There is a choice: the choice of freedom which has no other name and no other cause. Man, freed of his demons, without the need of a dogma or the use of a creed, can, of and by himself, avail, triumph and achieve significance. This is the faith of a liberal; belief in himself and belief in man. There is no other way to the full status of manhood. It is the long way, the hard way; through trial, error, failure and heartbreak — but it is the way guided by science and inspired by art; leading at long last to the stars. This is our choice: we may believe in ourselves, believe in our fellow men and in freedom and in brotherhood. We may start to achieve here and now that paradise which has so long been relegated to the hereafter. Or, with the dogmatists, the positivists, the authoritarians we can return again to the ape-hood from which we have so late arisen.

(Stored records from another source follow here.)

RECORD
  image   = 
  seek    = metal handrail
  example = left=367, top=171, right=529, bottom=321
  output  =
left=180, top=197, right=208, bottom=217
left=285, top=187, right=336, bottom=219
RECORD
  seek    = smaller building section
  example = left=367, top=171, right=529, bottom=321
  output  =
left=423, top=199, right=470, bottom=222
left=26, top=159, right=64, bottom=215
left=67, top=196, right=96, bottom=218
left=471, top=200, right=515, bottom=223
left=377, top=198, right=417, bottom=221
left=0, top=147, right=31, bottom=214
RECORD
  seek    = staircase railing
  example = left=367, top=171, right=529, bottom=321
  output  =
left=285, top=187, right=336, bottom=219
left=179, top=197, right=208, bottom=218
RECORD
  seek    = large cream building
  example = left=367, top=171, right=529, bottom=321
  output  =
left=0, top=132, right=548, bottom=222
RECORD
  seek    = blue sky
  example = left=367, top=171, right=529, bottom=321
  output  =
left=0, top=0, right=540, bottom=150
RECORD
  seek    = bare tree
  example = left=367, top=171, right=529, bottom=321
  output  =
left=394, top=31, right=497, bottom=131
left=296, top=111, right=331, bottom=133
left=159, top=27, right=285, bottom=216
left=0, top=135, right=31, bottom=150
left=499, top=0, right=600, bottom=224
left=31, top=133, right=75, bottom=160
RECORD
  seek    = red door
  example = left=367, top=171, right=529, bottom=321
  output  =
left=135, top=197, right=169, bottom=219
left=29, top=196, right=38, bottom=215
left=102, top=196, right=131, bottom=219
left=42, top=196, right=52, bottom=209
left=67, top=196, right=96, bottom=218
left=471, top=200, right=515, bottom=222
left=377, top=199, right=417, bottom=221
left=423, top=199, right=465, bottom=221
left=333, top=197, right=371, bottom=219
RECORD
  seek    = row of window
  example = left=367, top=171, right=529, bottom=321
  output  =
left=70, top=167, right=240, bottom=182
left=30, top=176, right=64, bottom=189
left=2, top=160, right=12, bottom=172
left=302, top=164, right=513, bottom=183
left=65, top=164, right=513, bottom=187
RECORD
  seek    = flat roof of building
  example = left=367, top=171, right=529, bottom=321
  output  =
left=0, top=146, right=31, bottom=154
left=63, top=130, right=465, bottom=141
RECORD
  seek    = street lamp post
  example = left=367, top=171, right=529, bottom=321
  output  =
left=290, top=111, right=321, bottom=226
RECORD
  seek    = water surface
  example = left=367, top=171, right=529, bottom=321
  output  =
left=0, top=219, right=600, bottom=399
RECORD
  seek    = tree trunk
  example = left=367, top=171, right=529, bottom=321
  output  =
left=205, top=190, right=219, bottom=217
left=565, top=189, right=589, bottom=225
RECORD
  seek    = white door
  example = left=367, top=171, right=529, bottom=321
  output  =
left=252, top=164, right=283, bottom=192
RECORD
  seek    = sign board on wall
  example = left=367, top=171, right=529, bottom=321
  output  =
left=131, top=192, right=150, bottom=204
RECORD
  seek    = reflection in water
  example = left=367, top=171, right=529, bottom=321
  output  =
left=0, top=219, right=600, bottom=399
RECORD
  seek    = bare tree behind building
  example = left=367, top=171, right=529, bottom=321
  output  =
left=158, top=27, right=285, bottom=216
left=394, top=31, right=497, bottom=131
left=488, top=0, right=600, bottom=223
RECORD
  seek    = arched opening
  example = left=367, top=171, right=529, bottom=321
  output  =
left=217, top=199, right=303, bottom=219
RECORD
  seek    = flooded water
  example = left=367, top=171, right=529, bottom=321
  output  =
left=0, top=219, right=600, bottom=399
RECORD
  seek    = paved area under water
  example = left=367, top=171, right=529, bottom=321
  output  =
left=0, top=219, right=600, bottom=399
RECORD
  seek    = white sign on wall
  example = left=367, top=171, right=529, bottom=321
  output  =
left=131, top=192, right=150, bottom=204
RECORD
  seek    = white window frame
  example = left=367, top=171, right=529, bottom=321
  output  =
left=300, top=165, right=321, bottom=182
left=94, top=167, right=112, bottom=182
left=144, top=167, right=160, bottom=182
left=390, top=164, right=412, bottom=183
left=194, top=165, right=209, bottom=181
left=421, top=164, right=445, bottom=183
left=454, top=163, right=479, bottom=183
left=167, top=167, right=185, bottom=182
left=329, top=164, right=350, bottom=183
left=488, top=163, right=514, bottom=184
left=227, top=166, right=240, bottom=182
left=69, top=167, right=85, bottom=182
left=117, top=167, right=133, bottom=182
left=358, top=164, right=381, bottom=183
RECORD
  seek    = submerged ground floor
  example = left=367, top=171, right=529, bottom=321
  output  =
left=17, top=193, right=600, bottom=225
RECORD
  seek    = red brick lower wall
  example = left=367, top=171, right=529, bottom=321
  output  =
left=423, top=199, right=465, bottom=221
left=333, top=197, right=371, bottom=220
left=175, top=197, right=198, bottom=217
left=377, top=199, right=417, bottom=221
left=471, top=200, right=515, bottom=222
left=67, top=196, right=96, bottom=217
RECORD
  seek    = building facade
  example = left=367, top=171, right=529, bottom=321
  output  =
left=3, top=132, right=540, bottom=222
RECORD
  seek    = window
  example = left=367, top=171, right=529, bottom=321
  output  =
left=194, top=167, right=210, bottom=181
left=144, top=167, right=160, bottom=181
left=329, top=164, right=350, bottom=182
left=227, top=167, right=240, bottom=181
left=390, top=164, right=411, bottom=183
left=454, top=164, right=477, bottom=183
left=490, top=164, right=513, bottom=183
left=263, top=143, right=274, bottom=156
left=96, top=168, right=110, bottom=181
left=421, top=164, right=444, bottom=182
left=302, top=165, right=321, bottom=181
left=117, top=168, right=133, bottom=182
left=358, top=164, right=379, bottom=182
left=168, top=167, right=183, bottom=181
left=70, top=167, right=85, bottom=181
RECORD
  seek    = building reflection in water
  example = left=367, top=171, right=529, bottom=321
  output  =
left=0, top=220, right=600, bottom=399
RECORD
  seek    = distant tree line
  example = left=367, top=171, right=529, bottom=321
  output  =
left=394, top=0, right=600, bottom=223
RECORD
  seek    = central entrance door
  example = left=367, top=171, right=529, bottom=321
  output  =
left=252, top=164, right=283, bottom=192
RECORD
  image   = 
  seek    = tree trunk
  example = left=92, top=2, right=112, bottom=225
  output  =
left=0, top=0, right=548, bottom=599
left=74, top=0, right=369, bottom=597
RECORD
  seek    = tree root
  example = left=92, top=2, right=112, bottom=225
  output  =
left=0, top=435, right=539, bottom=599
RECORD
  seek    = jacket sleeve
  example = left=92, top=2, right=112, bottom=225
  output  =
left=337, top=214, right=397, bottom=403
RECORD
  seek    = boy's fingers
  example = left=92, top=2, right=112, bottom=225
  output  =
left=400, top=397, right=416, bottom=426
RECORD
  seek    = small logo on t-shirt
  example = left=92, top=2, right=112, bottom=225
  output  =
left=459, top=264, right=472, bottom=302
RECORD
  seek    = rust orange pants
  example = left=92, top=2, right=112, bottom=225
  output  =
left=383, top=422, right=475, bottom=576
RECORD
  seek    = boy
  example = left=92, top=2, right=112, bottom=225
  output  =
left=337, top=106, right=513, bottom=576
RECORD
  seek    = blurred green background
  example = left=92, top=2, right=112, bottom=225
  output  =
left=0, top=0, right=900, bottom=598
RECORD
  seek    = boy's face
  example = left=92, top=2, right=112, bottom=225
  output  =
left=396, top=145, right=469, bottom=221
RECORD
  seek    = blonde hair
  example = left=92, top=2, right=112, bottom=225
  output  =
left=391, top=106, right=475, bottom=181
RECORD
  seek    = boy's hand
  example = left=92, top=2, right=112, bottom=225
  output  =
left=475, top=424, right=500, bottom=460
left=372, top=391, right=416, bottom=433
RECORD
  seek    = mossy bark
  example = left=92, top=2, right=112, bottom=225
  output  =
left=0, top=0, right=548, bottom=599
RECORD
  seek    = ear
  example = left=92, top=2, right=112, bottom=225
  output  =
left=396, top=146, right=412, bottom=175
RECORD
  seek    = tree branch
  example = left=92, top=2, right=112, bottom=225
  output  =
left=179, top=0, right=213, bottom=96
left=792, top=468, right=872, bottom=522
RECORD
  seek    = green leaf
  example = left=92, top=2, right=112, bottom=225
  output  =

If we wish identity with a greater power, let us seek union with ourselves — our total self, raised to its highest potential of wisdom, knowledge and experience. If we wish to unite with the universe, let us court the whole of nature, all experience, all truth and the splendour of the awesome cosmos itself. For ‘out there’ lies the great campaign that comes first and last; the ultimate adventure of the individual into himself. He must go down like Moses into his unknown self, out into the new dimension, out with Orpheus and the barque of Arthur, with Tammuz and Adonis, with Mithra and Jesus, into the labyrinths of the Dark Land. There he will meet The Mother and hear Her final question: “What is man?”. Thereafter, close by the heart of the cryptic Mother, he may find the Graal; ultimate consciousness, total remembrance, instinct made certain, reason made real. For it is he, wonderful monster, embryo god who has swum in the fish, shed the skin of the crocodile, peered from the eyes of serpents, swung with the apes and shaken the earth with tramp of the tyrannosaur’s hoof. It is he who has cried out on all crosses, ruled on all thrones, grubbed in all gutters. It is he whose face is reflected and distorted in all heavens and hells — he, the Child of the Stars, the son of the ocean; this creature of dust, this wonder and terror called MAN.